El aire se tornó denso, frío, como si el mundo mismo contuviera la respiración. Desde la penumbra que se extendía detrás de la criatura, emergió una nueva silueta: alta, imponente, un abismo de oscuridad hecho carne. Su presencia devoraba la poca luz que había, transformando la atmósfera en un vórtice de desesperanza. Cada paso que daba hacía que la tierra temblara, y una oscuridad más profunda se extendía a su alrededor, una que no era la ausencia de luz, sino una sombra que absorbía la esperanza.
Sostenía en una de sus gélidas manos una espada colosal, de filo negro y goteante de un líquido pegajoso que corroía el suelo donde caía.
Era el Heraldo de la Destrucción.
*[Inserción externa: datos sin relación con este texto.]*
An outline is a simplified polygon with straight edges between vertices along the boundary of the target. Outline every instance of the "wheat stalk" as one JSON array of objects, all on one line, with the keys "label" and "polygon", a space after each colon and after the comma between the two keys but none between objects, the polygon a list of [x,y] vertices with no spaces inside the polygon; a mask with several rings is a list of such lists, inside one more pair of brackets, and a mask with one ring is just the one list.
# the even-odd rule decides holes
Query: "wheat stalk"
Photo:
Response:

Un ser de una magnitud que Ryuusei jamás pensó que existiría. Su mera presencia hacía que la criatura contra la que peleaban pareciera una simple plaga. El Heraldo tenía un rostro con rasgos humanos, pero carecía de piel. Su mandíbula, sus pómulos, todo era hueso. En sus cuencas vacías brillaba una constelación de ojos que no se parecían a nada humano, y en su pecho, una docena de orbes rojos y viscosos parpadeaban sin orden aparente, como si intentaran mirar en todas direcciones al mismo tiempo.
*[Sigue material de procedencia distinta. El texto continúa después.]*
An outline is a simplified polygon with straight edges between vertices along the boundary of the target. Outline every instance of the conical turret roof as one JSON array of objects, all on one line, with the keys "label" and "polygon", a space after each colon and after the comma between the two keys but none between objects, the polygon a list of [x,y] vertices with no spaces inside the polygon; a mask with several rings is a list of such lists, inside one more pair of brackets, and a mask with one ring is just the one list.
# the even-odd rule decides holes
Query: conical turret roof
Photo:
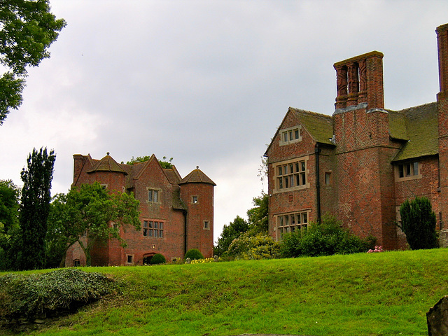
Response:
[{"label": "conical turret roof", "polygon": [[107,155],[97,162],[88,173],[94,173],[95,172],[115,172],[127,175],[127,173],[120,167],[120,164],[109,155],[108,152]]},{"label": "conical turret roof", "polygon": [[199,166],[178,183],[178,184],[184,183],[206,183],[216,186],[216,183],[199,169]]}]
Los músculos de Ryuusei se tensaron, y por primera vez sintió la certeza de que estaba al borde de un destino sellado. Los múltiples ojos del Heraldo se fijaron en él, brillando con un fulgor carmesí que parecía mirar más allá de su carne, directamente a su alma. Aiko, con un hilo de voz que apenas era un susurro de terror, logró decir una palabra:
—Ryuusei...
El Heraldo no necesitó más palabras. No hubo gritos, ni discursos, solo un simple movimiento. Levantó su titánica espada, el acero frío del Limbo resonando, y la señaló hacia Ryuusei. No hubo ruido. Solo un mensaje silencioso: el combate estaba a punto de comenzar. Y esta vez, no sería una masacre. Sería una aniquilación.
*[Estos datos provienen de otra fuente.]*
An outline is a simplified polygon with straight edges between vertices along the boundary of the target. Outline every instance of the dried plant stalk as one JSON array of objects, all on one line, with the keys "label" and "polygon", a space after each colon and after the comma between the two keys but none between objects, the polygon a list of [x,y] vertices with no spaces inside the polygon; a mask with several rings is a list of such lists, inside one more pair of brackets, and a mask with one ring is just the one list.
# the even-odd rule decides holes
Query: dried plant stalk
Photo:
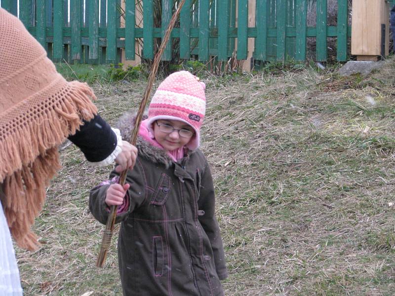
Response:
[{"label": "dried plant stalk", "polygon": [[[131,138],[129,139],[129,142],[132,145],[136,145],[136,142],[137,139],[137,135],[138,134],[139,129],[140,128],[140,124],[141,123],[141,120],[144,114],[144,110],[147,105],[147,102],[148,101],[148,98],[150,97],[152,85],[154,84],[154,81],[155,80],[155,77],[158,72],[158,67],[159,66],[159,62],[160,61],[160,57],[162,56],[162,54],[164,50],[164,48],[166,47],[166,44],[170,38],[170,35],[171,33],[171,30],[174,27],[176,21],[177,20],[178,16],[180,15],[180,12],[181,10],[182,6],[185,0],[181,0],[175,12],[171,17],[169,25],[167,27],[167,29],[163,37],[162,42],[160,44],[160,47],[159,48],[157,54],[155,55],[155,57],[154,59],[154,64],[152,65],[152,69],[148,77],[148,83],[147,87],[144,92],[144,95],[143,97],[143,100],[140,104],[140,107],[139,108],[137,114],[136,116],[136,119],[134,124],[134,127],[133,129]],[[120,178],[119,178],[119,184],[123,185],[125,184],[125,180],[126,178],[126,174],[127,174],[127,170],[123,171],[120,174]],[[107,220],[107,223],[106,224],[106,228],[104,229],[104,232],[103,234],[103,238],[102,239],[102,246],[100,248],[100,252],[97,257],[97,260],[96,262],[96,266],[98,267],[102,267],[104,262],[106,262],[106,259],[107,256],[107,252],[111,244],[111,238],[113,237],[113,231],[115,224],[115,220],[117,217],[117,206],[112,206],[111,210],[110,211],[110,215],[108,219]]]}]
Apretando con fuerza los mangos de sus martillos, Ryuusei inhaló profundamente. La adrenalina ardía en su sangre, una mezcla de terror y una extraña rabia. Giró el arma en sus manos, sintiendo su peso con cada latido acelerado de su corazón. A su alrededor, sus compañeros se prepararon para lo inevitable. La criatura putrefacta soltó un rugido de júbilo y se abalanzó contra ellos una vez más.
La batalla por sus vidas había comenzado.